Getting an education in business is perfectly fine and can prepare you to fit into the business world. But it will only prepare you to fit into the business world as it is. Formal education is heavy on order, and weak on chaos. You need both.

The only way to get that chaordic wisdom is through experience. When we open up to all experiences, the source of all experience will reveal more than we could have ever known. By allowing natural wisdom to unfold, we default to using our intellect as a fluid tool rather than as a rigid guideline.

How to Be a Student of Life

Embracing chaord means you become a student of life, paying attention to all living systems, including yourself and those around you. In this state of constant wonder, you exist in the most complex classroom—an environment just waiting for you to interact with it.

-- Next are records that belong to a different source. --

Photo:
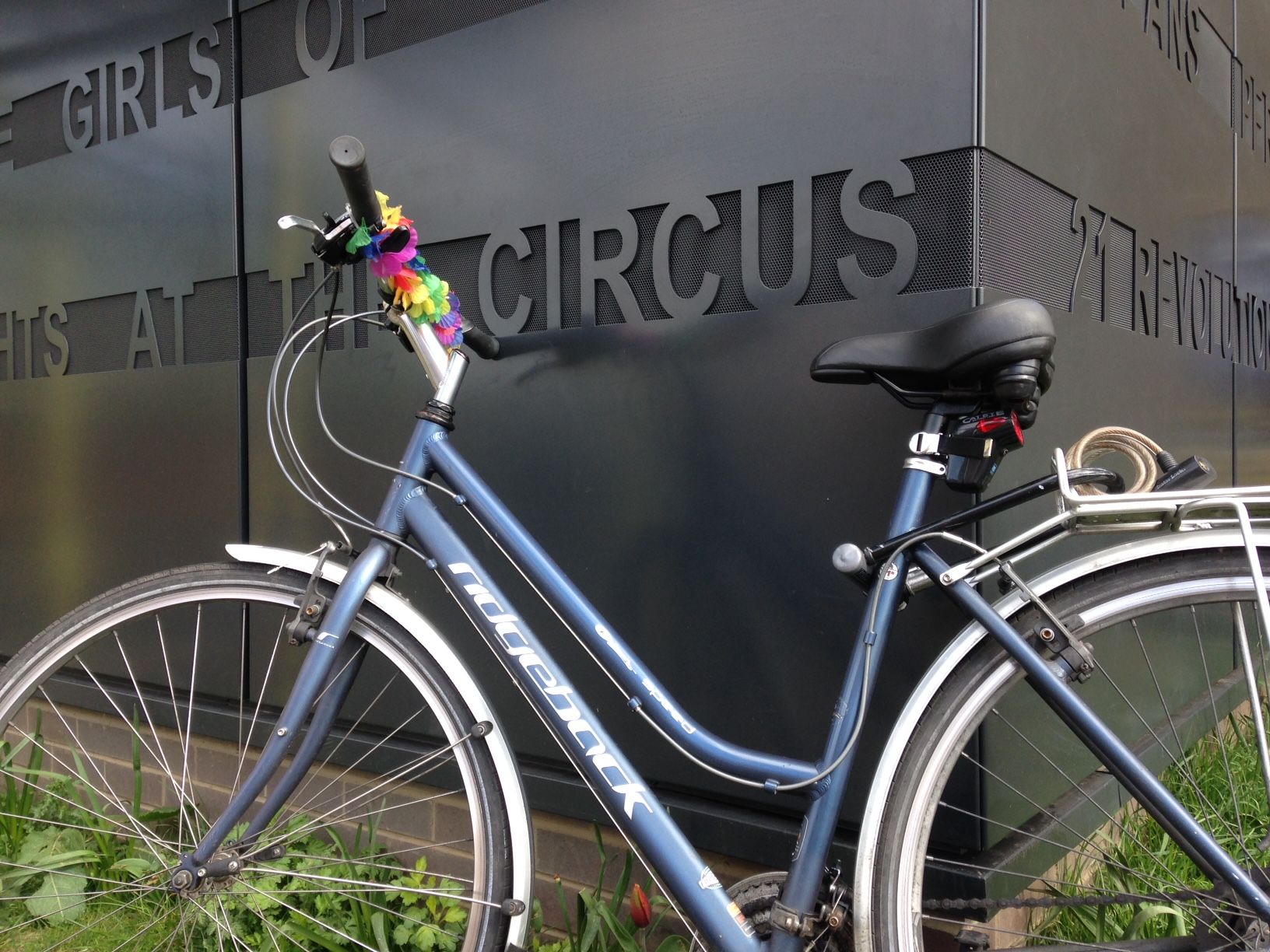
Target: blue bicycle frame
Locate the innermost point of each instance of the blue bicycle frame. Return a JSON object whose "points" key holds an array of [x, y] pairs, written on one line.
{"points": [[619, 786]]}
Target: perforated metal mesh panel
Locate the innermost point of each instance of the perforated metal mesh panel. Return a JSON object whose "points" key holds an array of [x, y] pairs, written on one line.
{"points": [[1028, 245], [163, 313], [717, 250], [530, 279], [458, 262], [1091, 282], [179, 75], [263, 315], [37, 124], [570, 273], [940, 211], [403, 24], [775, 227], [1117, 244], [98, 333], [211, 321], [268, 46], [641, 268]]}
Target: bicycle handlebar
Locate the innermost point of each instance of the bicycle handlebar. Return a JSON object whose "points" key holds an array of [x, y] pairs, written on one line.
{"points": [[348, 156]]}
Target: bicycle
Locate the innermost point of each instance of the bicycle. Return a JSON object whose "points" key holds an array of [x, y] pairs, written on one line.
{"points": [[220, 852]]}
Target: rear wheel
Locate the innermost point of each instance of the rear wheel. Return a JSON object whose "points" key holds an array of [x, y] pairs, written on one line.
{"points": [[126, 730], [1001, 821]]}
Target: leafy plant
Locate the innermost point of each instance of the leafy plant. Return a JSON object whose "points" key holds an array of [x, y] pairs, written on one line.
{"points": [[1142, 859], [600, 924]]}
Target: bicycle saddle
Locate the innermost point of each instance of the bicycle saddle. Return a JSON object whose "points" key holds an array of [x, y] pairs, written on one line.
{"points": [[956, 355]]}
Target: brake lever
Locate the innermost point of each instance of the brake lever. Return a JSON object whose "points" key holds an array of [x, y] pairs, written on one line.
{"points": [[295, 221]]}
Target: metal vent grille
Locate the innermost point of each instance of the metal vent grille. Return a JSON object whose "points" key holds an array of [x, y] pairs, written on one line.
{"points": [[640, 273], [269, 46], [940, 211], [514, 277], [163, 311], [403, 24], [1091, 281], [1028, 247], [609, 244], [570, 273], [775, 229], [178, 75], [211, 321], [263, 315], [1117, 247], [458, 263], [717, 250], [98, 333], [37, 124]]}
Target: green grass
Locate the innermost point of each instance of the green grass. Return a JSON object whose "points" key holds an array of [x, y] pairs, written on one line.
{"points": [[114, 928], [1145, 847], [62, 853]]}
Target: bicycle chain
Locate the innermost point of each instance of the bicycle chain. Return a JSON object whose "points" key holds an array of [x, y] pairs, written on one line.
{"points": [[1063, 901]]}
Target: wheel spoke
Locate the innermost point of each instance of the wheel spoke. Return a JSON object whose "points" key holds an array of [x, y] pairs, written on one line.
{"points": [[117, 747]]}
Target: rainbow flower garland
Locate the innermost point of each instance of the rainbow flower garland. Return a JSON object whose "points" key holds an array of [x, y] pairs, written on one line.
{"points": [[405, 277]]}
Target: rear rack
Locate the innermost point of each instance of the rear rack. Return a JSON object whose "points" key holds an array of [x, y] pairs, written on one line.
{"points": [[1181, 510]]}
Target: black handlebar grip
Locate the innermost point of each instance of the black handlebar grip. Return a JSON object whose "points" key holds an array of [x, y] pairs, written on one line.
{"points": [[348, 156], [482, 345]]}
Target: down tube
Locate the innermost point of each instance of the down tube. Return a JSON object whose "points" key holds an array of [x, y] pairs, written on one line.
{"points": [[621, 789]]}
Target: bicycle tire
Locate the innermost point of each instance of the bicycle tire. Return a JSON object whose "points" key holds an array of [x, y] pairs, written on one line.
{"points": [[110, 679], [1043, 823]]}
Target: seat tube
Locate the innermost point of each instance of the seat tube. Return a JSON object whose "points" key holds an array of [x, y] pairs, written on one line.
{"points": [[811, 851]]}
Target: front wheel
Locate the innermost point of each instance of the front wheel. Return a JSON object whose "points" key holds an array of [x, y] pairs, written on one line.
{"points": [[1001, 823], [130, 723]]}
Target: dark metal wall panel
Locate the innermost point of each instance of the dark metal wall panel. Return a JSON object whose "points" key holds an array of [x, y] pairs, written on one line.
{"points": [[671, 453], [1107, 191], [683, 469], [1087, 106], [110, 472]]}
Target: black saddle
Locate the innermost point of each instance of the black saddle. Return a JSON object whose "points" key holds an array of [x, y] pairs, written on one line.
{"points": [[1001, 349]]}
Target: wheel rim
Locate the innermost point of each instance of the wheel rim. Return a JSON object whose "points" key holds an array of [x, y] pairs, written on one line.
{"points": [[984, 701], [82, 799]]}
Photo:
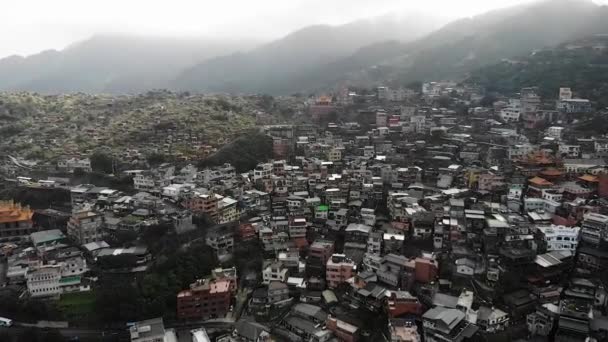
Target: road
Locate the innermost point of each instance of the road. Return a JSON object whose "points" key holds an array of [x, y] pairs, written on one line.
{"points": [[95, 334], [3, 269]]}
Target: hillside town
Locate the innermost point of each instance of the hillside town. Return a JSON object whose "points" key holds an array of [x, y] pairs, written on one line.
{"points": [[437, 212]]}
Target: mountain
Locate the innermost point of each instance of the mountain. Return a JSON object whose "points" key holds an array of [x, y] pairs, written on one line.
{"points": [[110, 63], [274, 67], [580, 64], [465, 45]]}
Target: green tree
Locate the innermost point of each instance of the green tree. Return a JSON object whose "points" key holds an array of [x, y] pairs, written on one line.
{"points": [[101, 162], [156, 159]]}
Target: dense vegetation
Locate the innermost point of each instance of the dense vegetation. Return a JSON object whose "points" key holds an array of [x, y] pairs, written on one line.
{"points": [[123, 298], [584, 69], [244, 153]]}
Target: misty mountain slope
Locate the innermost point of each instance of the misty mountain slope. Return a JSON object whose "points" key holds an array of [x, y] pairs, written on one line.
{"points": [[274, 67], [109, 63], [467, 44], [581, 64]]}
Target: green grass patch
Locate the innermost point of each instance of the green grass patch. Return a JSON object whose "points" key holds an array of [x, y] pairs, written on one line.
{"points": [[76, 306]]}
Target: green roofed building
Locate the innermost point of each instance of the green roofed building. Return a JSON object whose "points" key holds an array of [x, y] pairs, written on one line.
{"points": [[321, 212], [47, 237]]}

You observe, inquire, connect, and disconnect. You debate, deliberate, test, and fail. You are curious and persistent, yet patient.

You come alive in a state of chaord!

This state of being present in the “isness” of life will exponentially improve your critical thinking, but only if you start to critically observe and play.

Unfortunately, most of us rely too heavily on the illusion of order and not enough on the chaos of the moment. The safety of order has defined generations of leaders. We’ve numbed ourselves into believing this is “the way things work.” Leaving the comfort of what we think we know for a taste of the unknown is not easy.

As exaggerated as it may seem, by prioritizing order over chaos, you are trading endless potential for certainty.

The only way to embrace chaord is by unlearning what you think you know about leadership. That unlearning process holds the most potential for your personal growth and, in turn, your business success.